The blog of Charles Siegel was useful and is mostly inactive now. Since Charles is here, he can probably enlighten us why ..
Drop in activity at SBS is expected, since they are so involved with this site.
Others like Lieven le bruyn, Emmanuel Kowalski, Terry Tao etc. keep blogging as usual. Nothing has happened to stop them.
I myself benefitted a lot more from my one month in MO, compared to what I usually got per month by reading all the blogs. I even had much less enthusiasm to visit the blogs one by one. However a use of google reader/netvibes made the task easy and I am alerted whenever there is a new post in the blogs ..
All in all, MO is much cooler. It is so cool, that I do not have words to describe it! I totally stopped hanging out at facebook, after discovering MO. Btw, there seems to be facebook group for MO... If enough people join it, perhaps I can too.
@Qiaochu, you are right, one can start their own blog, but unless the blog is something like "what's new" or SBS, it hardly attracts lots of people's attention.
Stupid as this may sound, SBS wasn't SBS when we started it. As a bunch of nobodies, we somehow ended up with one as the world's best known math blogs. I have no idea how to replicate that, but the SBS story should give hope to random people who want to start blogs.
best known math blogs
Implying that there are yet unknown, yet secreter, yet bester math blogs out there... ;-)
I don't believe the math blogosphere is anywhere close to filled up.
Here is my recipe for internet success: (1) Think of a group of people who (a) spend a lot of time in front of computers and (b) procrastinate. Like graduate students, programmers, authors, or, well, mathematicians. (2) Provide regular amusing content for those people. (3) Page views!
As always, the second step is the hard one! But there is no reason to think that it is harder now than it was when we founded the Secret Blogging Seminar.
I don't believe the internet currently produces nearly as much mathematical amusement as the procrastinating mathematicians of the world can consume. Remember that most mathematicians are specialists: I'm unlikely to spend time reading a technical post about analysis, algebraic topology or set theory. And I suspect that I am broader than most. Suppose, for example, that you are a representation theorist. I don't think that the internet produces more than half an hour per day of representation theoretic procrastination. Same for complex analysis, same for algebraic statistics, same for almost any field I think of. Start a blog in any of those fields, and post entertaining, well researched content once or twice a week, and you'll be a success.
Reasons not to use SE:
In particular, blogs are intended for discussions and it's important to "own" your posts and comments. SE is a load of rubbish for discussions and anyone with high enough rep can edit your posts and answers.
@Akhil: I think the free time is the problem. You and I, as carefree non-graduate students, have a lot more of it than grad students and professors (which I imagine describe most of the active population of MO) do.
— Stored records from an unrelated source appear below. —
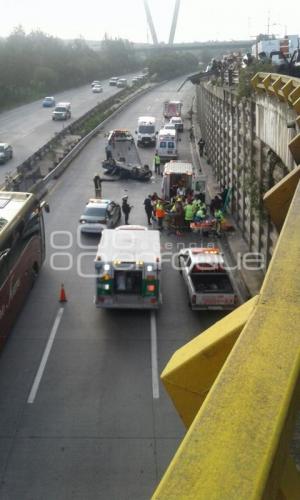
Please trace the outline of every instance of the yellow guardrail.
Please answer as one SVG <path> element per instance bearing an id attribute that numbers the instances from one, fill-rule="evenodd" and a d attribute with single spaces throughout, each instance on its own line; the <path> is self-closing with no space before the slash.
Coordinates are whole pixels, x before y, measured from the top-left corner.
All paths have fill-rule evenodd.
<path id="1" fill-rule="evenodd" d="M 252 86 L 257 92 L 264 92 L 286 102 L 298 116 L 295 120 L 300 127 L 300 78 L 276 73 L 256 73 Z M 289 143 L 289 149 L 297 165 L 300 164 L 300 133 Z"/>
<path id="2" fill-rule="evenodd" d="M 300 404 L 299 177 L 300 166 L 265 195 L 272 215 L 281 210 L 281 233 L 260 294 L 162 373 L 188 432 L 155 500 L 300 498 L 290 454 Z"/>

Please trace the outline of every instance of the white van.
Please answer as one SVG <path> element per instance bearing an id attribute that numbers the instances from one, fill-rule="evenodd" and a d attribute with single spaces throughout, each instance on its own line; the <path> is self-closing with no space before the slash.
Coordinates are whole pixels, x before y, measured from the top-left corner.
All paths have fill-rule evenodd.
<path id="1" fill-rule="evenodd" d="M 156 143 L 156 120 L 154 116 L 140 116 L 138 119 L 137 130 L 137 145 L 154 146 Z"/>
<path id="2" fill-rule="evenodd" d="M 68 118 L 71 118 L 71 104 L 59 102 L 52 112 L 52 120 L 68 120 Z"/>
<path id="3" fill-rule="evenodd" d="M 162 128 L 157 136 L 157 154 L 161 160 L 176 159 L 177 152 L 177 132 Z"/>

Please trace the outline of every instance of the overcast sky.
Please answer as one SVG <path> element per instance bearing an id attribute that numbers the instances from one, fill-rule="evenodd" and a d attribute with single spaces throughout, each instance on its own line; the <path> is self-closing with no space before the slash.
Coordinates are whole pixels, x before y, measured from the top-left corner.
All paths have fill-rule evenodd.
<path id="1" fill-rule="evenodd" d="M 168 41 L 175 0 L 149 0 L 159 41 Z M 286 7 L 285 7 L 286 6 Z M 22 25 L 59 38 L 151 41 L 142 0 L 0 0 L 0 36 Z M 269 20 L 269 21 L 268 21 Z M 300 0 L 181 0 L 175 42 L 299 34 Z"/>

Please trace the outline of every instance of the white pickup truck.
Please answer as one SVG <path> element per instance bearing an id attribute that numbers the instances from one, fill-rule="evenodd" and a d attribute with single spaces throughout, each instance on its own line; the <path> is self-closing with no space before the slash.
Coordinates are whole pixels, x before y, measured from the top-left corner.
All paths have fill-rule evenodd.
<path id="1" fill-rule="evenodd" d="M 235 308 L 237 297 L 219 248 L 184 248 L 179 252 L 178 264 L 193 310 Z"/>

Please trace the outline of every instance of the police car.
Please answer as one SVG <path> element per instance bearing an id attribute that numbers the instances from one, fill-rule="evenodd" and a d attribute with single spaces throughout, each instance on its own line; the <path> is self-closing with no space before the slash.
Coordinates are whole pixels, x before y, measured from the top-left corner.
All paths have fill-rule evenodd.
<path id="1" fill-rule="evenodd" d="M 91 198 L 79 219 L 82 233 L 102 233 L 103 229 L 116 227 L 121 218 L 118 203 L 102 198 Z"/>

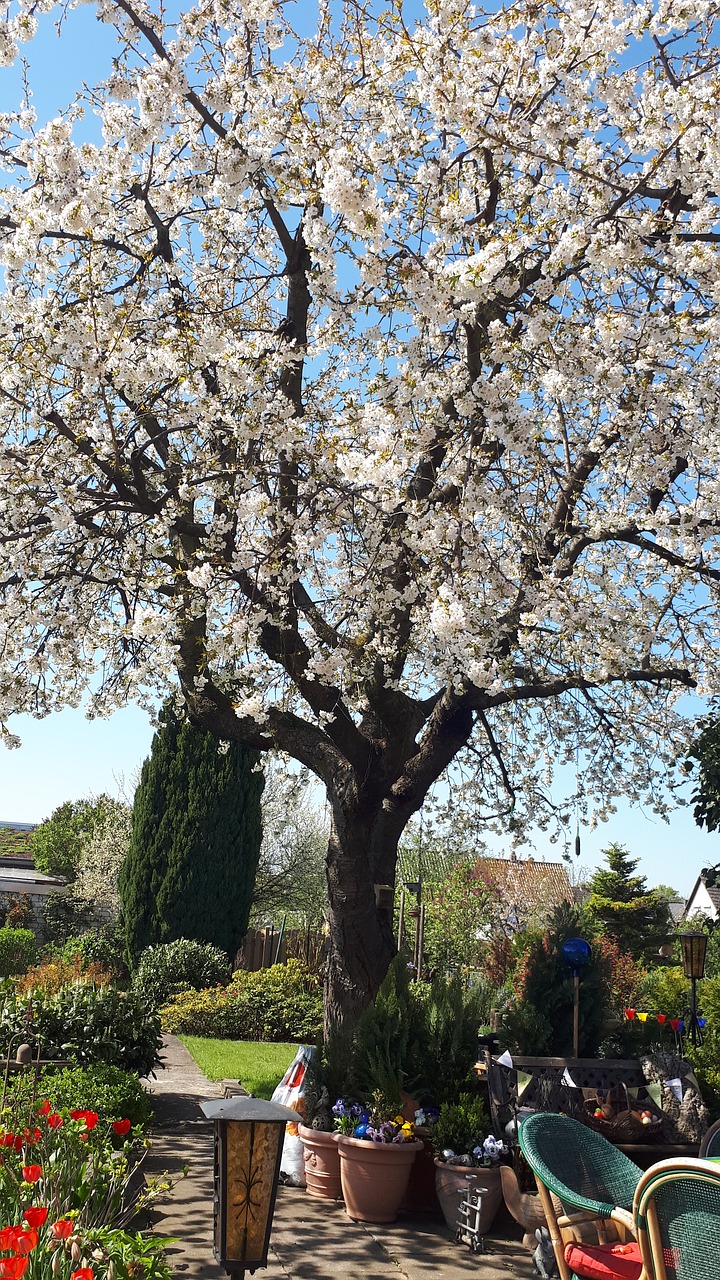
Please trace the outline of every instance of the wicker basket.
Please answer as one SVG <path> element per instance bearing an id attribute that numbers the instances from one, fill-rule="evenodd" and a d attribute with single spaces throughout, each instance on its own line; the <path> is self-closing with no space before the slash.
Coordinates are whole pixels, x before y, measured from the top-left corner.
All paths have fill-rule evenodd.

I agree with Andrew that SE is probably not the right tool for the job, but you can always start one. It'll be in beta for at least a few more weeks, and then the 45 day free trail starts. So if you really think it would work, you can give it a shot for perhaps three months before you have to pay anything.
If you're adventurous and poor, you can try running cnprog, an open source version of SE. As far as I know, the only sites running on cnprog are cnprog.com and 9fingers.pl. See this meta.SE question about cnprog for various thoughts people have about it.
@OP, if the OP still reads meta: Why was the title removed and contents taken away, and the rest of your posts deleted? The discussion seemed a perfectly ok one.
@Others: I note that the title was something like an idea of a mathoverblog, a collective mathematics blogging idea, similiar to mathoverflow for asking questions.
@fpqc. Just felt curious. It was not meant to be accusative, or anything.
But I do not see the point of your response.